PARA ALÉM DO ROMANTISMO

O que mais surpreende é o quanto “Eduardo e Mônica” trata com a maior sensibilidade a relação entre o casal protagonista, oferecendo a ambos um toque de maior profundidade e humanidade dentro dos arcos dramáticos, sejam juntos ou separados. Isso é muito bem sentido na relação de Eduardo com o avô militar reformado (o sempre carismático Otávio Augusto) e de Mônica com a mãe (Juliana Carneiro), cenas que ajudam a enriquecer as vidas dos personagens, além de serem emocionalmente delicadas.

O filme também não deixa de trazer por trás do subtexto romântico, algumas temáticas apresentadas sob o prisma político, social e de conduta da década de 1980, onde se passa a história, seguindo fielmente a estrutura da música de Renato com direito as citações apaixonadas a Nouvelle Vague, Wim Wenders, as novelas da época (poster da bela Malu Mader no quarto de Eduardo), a poesia de Manuel Bandeira, entre outros.

O roteiro de Matheus Souza alinhada a direção de René adiciona mais drama do que se espera para uma obra desse naipe – quem imagina uma simples comédia romântica clássica vai se surpreender – ao mostrar as dificuldades da diferença de idade, dos gostos pessoais de cada um e os momentos de transição na vida dos dois. Gosto como o texto amadurece a relação entre eles e constrói a percepção de mundo que vai mudando à medida que os dilemas aparecem na história para o casal – algo bem mais nítido em relação ao personagem de Eduardo.

ARTE E AMOR LADO A LADO

A cena do primeiro beijo entre eles e tudo o que transcorre logo em seguida são os momentos mais bonitos do filme. Eduardo e Mônica não deixa de ser também um trabalho que exalta intensamente a arte, seja nas músicas, seja nos filmes, seja nos livros que aparecem em tela e isso se revela fundamental em tempos que nossa cultura vem sendo desvalorizada.

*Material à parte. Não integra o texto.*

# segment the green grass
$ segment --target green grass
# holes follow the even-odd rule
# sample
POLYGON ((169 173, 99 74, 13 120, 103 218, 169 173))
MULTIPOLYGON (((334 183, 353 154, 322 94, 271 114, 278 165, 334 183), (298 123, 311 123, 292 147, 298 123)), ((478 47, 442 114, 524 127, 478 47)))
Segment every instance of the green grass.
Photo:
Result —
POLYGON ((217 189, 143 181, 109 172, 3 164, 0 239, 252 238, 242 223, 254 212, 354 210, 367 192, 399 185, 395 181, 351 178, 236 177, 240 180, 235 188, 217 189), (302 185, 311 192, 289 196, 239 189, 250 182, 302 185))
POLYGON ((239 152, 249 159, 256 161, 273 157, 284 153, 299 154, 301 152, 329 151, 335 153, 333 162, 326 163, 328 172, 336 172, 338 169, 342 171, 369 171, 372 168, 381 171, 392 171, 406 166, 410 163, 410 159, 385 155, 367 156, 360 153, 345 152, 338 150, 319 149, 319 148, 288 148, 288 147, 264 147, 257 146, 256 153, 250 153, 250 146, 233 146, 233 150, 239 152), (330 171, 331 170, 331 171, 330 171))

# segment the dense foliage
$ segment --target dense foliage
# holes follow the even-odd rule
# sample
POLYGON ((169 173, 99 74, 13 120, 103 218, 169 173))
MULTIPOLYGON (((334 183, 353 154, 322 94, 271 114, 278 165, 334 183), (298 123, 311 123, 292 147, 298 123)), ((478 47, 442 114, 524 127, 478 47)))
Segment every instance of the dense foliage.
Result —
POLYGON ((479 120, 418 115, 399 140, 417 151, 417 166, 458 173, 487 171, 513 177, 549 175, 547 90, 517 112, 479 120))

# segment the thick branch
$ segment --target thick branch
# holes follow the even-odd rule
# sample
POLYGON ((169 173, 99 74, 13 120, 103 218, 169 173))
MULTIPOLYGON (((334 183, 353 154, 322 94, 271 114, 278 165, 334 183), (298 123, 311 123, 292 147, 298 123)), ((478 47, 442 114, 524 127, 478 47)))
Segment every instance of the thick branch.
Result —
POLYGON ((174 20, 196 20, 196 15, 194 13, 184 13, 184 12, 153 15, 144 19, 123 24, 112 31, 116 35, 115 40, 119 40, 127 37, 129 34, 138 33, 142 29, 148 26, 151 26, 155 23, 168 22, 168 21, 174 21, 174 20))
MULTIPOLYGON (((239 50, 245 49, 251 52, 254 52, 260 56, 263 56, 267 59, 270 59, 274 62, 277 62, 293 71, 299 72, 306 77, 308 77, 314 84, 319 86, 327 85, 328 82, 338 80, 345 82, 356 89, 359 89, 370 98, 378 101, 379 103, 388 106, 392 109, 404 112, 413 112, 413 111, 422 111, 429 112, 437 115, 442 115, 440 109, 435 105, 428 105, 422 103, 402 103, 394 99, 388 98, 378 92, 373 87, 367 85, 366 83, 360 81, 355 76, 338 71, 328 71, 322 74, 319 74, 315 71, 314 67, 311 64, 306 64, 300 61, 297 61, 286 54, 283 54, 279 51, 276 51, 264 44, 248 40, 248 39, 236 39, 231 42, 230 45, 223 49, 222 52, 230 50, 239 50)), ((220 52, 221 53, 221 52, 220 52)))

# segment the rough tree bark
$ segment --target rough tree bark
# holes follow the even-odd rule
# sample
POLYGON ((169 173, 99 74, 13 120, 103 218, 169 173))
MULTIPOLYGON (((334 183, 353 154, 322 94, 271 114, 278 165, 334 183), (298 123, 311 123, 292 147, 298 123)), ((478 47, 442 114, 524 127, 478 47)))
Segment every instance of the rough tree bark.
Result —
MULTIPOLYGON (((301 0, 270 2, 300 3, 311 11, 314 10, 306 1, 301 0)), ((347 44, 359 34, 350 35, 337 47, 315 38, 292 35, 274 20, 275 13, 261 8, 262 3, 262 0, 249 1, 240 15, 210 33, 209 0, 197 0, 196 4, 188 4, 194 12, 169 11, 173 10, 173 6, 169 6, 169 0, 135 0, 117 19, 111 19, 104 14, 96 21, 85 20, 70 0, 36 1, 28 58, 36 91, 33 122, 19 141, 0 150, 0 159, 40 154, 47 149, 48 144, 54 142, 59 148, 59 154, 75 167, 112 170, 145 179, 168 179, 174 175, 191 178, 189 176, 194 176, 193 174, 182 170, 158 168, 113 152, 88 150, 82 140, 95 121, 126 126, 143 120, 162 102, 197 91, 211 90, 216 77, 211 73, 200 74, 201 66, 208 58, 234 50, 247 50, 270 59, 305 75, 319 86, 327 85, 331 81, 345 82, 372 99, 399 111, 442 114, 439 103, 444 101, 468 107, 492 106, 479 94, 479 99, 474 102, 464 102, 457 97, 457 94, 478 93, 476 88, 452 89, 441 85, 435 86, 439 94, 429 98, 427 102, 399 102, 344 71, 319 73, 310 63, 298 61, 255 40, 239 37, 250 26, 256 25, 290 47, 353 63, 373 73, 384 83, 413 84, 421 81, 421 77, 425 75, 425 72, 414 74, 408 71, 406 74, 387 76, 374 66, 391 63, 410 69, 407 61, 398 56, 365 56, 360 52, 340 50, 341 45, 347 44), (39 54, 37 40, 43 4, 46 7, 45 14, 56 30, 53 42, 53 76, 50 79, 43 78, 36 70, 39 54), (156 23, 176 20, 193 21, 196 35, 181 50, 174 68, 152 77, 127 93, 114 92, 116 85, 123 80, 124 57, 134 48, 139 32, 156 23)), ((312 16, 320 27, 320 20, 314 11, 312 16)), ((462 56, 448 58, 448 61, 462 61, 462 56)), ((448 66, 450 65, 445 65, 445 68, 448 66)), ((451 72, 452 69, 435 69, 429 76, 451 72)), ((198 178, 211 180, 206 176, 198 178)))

É lógico que apresenta seus problemas: temos os clichês “visuais” do cinema nacional contemporâneo como a fotografia estourada nas cores fortes, a insistente trilha sonora dos anos 80 para mexer com o sentimento nostálgico saudoso do público e o inevitável conflito de separar o casal lá depois da metade para virar aquela básica comédia romântica, deixando o trabalho perder sua dinamicidade por querer se aventurar a uma narrativa mais convencional e que não encontra o melhor tom  para trabalhar o seu melodrama.

Dá impressão que se fosse vivo Renato Russo ficaria imensamente feliz com o resultado de Eduardo e Mônica, afinal sente-se que o filme foi realizado com muita paixão em torno do legado do músico. Por fim, mostra que na relação de Eduardo e Mônica – Gabriel Leone e Alicia Braga, por sinal, estão ótimos em cena – a arte e o amor caminham de mãos dadas.